Bell Potter thinks Perpetual Ltd (ASX: PPT) could be worth a closer look, even after a softer quarter for the asset manager.
What is the broker saying about this ASX financial stock?
Bell Potter described the second quarter as underwhelming, driven by fund outflows in its Asset Management division and limited progress on the sale of its Wealth Management business. The broker said:
Overall this was an underwhelming quarter with lower AUM down 2% and limited progress on the sale of Wealth Management (WM). In Asset Management, AUM was A$227.5b vs A$232.0b at end of Q1. Outflows were A$7.8b or 3.4% of opening, with outflows concentrated at Barrow Hanley and TSW, (3.7% and 11.2% of opening values respectively).
Market and other movements were +A$5.4b or 2.3% of opening while FX moves were -A$2.1b (or 0.9% as the US$ weakened over the quarter. Performance fees are expected to be A$10m in H1.

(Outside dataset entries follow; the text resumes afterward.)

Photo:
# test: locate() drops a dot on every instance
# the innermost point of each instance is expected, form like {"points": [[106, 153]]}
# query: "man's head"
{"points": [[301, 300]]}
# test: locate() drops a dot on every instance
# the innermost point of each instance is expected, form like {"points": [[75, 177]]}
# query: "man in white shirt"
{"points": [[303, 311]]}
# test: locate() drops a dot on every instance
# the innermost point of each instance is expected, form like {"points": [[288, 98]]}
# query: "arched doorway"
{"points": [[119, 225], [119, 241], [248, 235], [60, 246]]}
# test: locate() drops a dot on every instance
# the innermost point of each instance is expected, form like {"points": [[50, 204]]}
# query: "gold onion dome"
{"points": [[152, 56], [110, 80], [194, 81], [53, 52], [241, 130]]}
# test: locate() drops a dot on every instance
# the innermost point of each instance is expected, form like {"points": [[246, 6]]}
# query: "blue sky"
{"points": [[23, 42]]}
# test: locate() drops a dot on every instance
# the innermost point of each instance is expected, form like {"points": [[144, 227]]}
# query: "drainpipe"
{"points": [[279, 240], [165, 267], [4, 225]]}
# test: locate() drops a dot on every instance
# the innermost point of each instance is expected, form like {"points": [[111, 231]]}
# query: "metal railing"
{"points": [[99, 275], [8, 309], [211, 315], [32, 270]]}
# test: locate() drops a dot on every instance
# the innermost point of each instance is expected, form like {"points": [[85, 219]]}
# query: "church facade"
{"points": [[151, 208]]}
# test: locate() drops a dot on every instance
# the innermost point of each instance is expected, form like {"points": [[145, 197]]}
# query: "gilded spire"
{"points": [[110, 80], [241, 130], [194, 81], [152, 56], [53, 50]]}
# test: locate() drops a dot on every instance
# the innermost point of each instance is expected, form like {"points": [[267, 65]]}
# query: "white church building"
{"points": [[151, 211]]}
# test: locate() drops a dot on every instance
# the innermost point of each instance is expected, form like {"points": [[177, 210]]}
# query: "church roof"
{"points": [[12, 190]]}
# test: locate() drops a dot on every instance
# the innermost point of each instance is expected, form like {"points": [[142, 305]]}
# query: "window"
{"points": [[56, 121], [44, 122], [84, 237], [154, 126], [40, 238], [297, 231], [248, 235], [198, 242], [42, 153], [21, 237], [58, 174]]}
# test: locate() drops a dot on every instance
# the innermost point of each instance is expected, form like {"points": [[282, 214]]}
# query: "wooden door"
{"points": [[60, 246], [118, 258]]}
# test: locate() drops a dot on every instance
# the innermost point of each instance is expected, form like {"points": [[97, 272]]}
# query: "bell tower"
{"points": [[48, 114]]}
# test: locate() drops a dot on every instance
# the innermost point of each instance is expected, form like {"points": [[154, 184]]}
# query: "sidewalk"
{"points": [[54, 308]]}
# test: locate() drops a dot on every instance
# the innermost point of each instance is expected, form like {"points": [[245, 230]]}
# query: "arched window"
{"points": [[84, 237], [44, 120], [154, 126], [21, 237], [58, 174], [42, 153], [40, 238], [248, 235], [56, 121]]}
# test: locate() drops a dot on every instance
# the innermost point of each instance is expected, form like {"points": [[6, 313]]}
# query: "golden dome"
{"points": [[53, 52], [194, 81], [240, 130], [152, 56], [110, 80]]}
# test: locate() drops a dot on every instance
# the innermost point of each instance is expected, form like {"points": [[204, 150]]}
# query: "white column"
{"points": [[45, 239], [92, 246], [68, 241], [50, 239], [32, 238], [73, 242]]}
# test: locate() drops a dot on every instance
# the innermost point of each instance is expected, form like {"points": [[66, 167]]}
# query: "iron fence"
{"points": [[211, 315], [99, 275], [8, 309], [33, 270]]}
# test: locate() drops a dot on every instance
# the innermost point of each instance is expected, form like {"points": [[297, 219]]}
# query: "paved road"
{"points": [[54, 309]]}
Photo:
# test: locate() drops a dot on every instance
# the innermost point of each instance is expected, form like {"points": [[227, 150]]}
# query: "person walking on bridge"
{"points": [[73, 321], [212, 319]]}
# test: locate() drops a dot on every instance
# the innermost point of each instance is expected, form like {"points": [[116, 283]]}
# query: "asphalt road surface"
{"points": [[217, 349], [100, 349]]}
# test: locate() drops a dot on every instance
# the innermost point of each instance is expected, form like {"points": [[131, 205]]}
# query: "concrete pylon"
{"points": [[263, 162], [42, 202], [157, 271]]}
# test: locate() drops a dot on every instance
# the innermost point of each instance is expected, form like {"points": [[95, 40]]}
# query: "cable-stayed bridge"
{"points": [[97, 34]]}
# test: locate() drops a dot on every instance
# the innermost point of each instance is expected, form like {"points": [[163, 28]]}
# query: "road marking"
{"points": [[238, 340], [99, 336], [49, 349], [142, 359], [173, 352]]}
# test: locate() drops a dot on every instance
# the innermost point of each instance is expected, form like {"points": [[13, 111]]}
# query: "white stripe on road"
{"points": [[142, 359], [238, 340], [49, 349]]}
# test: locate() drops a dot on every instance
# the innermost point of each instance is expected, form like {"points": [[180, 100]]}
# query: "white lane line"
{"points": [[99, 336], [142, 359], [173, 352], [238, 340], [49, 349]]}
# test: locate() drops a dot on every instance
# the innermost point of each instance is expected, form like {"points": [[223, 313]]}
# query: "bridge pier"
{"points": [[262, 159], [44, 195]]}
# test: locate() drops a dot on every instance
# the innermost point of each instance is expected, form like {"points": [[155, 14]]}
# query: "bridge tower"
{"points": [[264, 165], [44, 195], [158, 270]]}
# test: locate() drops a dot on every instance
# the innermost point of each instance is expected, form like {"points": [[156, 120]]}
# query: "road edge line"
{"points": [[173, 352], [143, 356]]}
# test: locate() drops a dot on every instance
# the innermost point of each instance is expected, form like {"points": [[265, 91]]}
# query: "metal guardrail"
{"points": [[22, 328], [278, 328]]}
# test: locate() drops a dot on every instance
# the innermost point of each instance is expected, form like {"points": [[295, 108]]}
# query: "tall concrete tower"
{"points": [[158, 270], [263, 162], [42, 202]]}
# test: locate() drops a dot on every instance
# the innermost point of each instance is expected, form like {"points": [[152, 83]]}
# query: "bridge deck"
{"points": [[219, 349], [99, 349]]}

But it wasn't all bad news. Bell Potter noted that parts of the business continued to grow, particularly within Corporate Trust:
Wealth Management Funds under Advice were flat at A$21.9b. Corporate Trust saw Funds under Administration grow 2.1% over the quarter to A$1.3trn, with Debt Market services up 2.8% and Managed Funds up 1%.
Costs remain under control
Bell Potter also highlighted that cost control remains a positive for the ASX financial stock, with currency movements helping keep expenses toward the lower end of guidance. The broker said:
FY26 costs are tracking at the lower end of the 2-3% guidance, helped by currency moves. The first half should be better than guidance. Significant items are expected to be between A$54-63m after tax, with no impairments. Excluding impairments, this level is slightly below the average of the last few half years.
Why Bell Potter is still a buyer
While Bell Potter trimmed its price target following forecast downgrades, it remains positive on Perpetual's valuation and longer-term strategy. The broker explained:
We remain positive on PPT, given what we consider an undemanding valuation. The drawn-out sale process for WM is disappointing, and we would like to see WM sold, debt reduced and management focused on delivering efficient and profitable growth.
We agree with the new CEO's strategy to take the initiative and find new strategies to add to existing platforms, and the inflows seen in the Perpetual Diversified Income Active ETF are encouraging.
According to the note, the broker has retained its buy rating on the ASX financial stock with a trimmed price target of $22.80 (from $25.00). Based on its current share price of $18.99, this implies potential upside of 20% for investors over the next 12 months.
In addition, Bell Potter is forecasting a generous 6.3% dividend yield in FY 2026, which boosts the total potential return to approximately 26%.